Do you know why the purely numerical benchmarks nbody and spectral-norm are still so much slower in PyPy compared to e.g. LuaJIT?

tobami said...

This is awesome. PyPy 1.4 addresses the 2 slowest benchmarks, slowspitfire and spambayes. There is no benchmark anymore where PyPy is much slower than CPython.

To me, this marks the first time you can say that PyPy is ready for general "consumption". Congratulations!

PS: The best comparison to appreciate how much of an improvement 1.4 has been is:
http://speed.pypy.org/comparison/?exe=2%2B35,1%2B41,1%2B172&ben=1,2,3,4,5,6,7,8,9,10,11,12,13,14,15,16,17,18,19,20&env=1&hor=false&bas=2%2B35&chart=normal+bars

Maciej Fijalkowski said...

@scientist

Sure, because LuaJIT is crazy when it comes to optimizations :-) We'll get there eventually, but purely numerical stuff is not as high on our list as other things.

Luis said...

@maciej: in an old thread (have tracing compilers won?) you replied to Mike Pall saying that pypy was in a way middle ground, that it didn't offer as much opportunities for micro optimizations as luajit.

You were discussing about keeping high level constructions from the user program to perform more tricks.

Has the situation changed?
Do you really think now that you'll get there?

Anyway, let me tell you that you are all already my super heroes :-)

Maciej Fijalkowski said...

Heh, I don't remember that :-)

Anyway, LuaJIT has more options for microoptimziations simply because Lua is a simpler language. That doesn't actually make it impossible for PyPy, it simply make it harder and taking more time (but it's still possible). I still think we can get (but predicting future is hard) where LuaJIT is right now, but racing Mike would be a challenge that we might loose ;-)

That said, even in simple loops there are obvious optimizations to be performed, so we're far from being done. We're going there, but it's taking time ;-)

Victor said...

Congrats to all PyPy developers for making huge contributions to Python performance, JIT and implementation research and delivering an end product that will help many developers to get more done.

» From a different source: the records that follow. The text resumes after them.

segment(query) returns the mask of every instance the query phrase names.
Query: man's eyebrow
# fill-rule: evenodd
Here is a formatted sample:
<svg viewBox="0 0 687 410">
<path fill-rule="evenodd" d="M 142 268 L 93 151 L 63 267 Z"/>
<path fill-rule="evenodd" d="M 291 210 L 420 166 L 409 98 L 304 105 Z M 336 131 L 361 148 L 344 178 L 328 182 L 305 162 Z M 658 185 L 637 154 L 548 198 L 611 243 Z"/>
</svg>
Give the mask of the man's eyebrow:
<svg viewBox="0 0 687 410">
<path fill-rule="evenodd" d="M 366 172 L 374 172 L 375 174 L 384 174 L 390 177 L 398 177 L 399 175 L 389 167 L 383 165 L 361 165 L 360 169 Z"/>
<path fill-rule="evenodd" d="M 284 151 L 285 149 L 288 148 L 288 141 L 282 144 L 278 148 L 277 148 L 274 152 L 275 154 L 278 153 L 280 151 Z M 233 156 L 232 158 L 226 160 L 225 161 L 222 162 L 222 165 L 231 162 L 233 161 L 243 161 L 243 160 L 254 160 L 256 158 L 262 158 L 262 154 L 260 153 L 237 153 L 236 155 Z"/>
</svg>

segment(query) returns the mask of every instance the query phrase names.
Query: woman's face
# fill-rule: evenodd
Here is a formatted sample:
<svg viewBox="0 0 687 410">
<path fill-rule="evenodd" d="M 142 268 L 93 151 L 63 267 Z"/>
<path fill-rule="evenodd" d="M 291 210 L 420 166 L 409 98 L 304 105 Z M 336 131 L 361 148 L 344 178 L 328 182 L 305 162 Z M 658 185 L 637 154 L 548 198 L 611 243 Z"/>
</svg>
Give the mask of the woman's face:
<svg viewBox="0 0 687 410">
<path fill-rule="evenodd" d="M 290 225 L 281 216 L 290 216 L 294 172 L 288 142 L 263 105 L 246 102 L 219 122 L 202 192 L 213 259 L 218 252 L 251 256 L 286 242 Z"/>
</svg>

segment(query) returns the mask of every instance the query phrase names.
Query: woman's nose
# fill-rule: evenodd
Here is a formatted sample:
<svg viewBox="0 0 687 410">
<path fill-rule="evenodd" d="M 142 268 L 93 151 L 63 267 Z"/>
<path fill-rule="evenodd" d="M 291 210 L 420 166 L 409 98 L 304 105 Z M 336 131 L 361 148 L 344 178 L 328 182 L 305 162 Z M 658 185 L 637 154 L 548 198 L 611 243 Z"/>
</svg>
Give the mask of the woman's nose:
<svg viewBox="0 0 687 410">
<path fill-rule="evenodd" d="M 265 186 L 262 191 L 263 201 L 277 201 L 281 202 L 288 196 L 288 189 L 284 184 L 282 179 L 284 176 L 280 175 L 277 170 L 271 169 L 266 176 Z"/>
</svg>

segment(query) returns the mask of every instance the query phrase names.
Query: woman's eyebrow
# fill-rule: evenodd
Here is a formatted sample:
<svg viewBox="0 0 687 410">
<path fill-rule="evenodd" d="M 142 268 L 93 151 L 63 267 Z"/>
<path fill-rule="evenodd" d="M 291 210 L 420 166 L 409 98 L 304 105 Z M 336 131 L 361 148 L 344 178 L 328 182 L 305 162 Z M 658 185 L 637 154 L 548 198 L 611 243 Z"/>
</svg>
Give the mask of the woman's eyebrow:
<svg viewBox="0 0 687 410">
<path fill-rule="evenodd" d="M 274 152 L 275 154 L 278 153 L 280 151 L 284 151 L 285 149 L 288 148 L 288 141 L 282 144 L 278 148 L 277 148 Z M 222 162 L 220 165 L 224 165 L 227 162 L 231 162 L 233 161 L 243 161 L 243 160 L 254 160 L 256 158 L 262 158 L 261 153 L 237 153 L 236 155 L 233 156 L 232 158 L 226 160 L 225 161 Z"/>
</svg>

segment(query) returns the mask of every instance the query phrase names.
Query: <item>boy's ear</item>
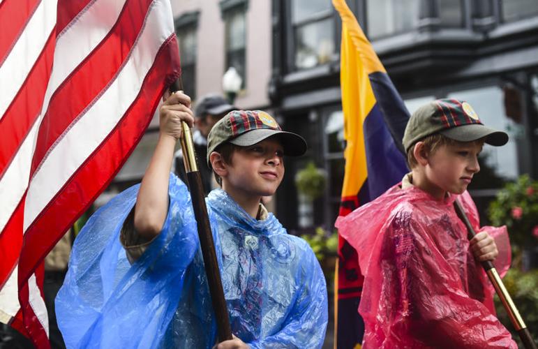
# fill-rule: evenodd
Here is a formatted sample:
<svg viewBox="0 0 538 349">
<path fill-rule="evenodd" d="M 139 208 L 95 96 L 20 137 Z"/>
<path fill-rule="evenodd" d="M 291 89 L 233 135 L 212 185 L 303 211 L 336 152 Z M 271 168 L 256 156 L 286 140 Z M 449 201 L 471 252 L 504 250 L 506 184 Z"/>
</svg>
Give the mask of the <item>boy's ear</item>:
<svg viewBox="0 0 538 349">
<path fill-rule="evenodd" d="M 224 159 L 220 153 L 212 151 L 209 155 L 209 163 L 211 164 L 211 168 L 220 177 L 225 177 L 228 173 L 227 165 L 224 162 Z"/>
<path fill-rule="evenodd" d="M 414 144 L 413 156 L 419 165 L 422 166 L 428 165 L 428 151 L 424 142 L 417 142 Z"/>
</svg>

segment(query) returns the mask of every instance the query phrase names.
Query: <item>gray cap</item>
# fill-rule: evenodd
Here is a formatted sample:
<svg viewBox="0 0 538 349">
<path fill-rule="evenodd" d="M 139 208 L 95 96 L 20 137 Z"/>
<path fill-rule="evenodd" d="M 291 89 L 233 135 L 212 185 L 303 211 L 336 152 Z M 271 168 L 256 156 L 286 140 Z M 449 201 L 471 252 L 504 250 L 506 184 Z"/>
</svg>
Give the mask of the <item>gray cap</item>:
<svg viewBox="0 0 538 349">
<path fill-rule="evenodd" d="M 508 142 L 508 135 L 484 126 L 467 102 L 438 99 L 423 105 L 413 113 L 403 134 L 405 151 L 417 142 L 434 133 L 460 142 L 486 139 L 488 144 L 500 146 Z"/>
<path fill-rule="evenodd" d="M 221 144 L 229 142 L 248 147 L 274 135 L 278 136 L 284 155 L 299 156 L 306 151 L 306 141 L 300 135 L 282 131 L 273 117 L 261 110 L 233 110 L 220 119 L 207 136 L 207 163 L 209 156 Z"/>
</svg>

IIUC, we still have ARM, jit-unroll-loops, more memory improvements, Python 2.7 (Fast Forward branch) and a bunch of other cool improvements in the works, besides some known interesting targets that will eventually be tackled (e.g. JITted stackless).

I wish more big Python apps and developers would play with PyPy and report the results.

Cheers!

P.S.: Fijal: see http://lambda-the-ultimate.org/node/3851#comment-57715

Michal M. said...

Congratulations.
However, you suggest people used it in production environment - please, give us version compatible at least with CPython 2.6.
I hope that you plan it but at first you wanted to have stable and fast base. :)

Amaury Forgeot d'Arc said...

@Michal:
There is already an ongoing effort to port PyPy to Python 2.7.

But we need some help! It's a good way to become a PyPy developer.
And no, you don't have to be a JIT expert to implement itertools.combinations or asian codecs.

Anonymous said...

kudos to whip-smart guys for this wonderful piece of software.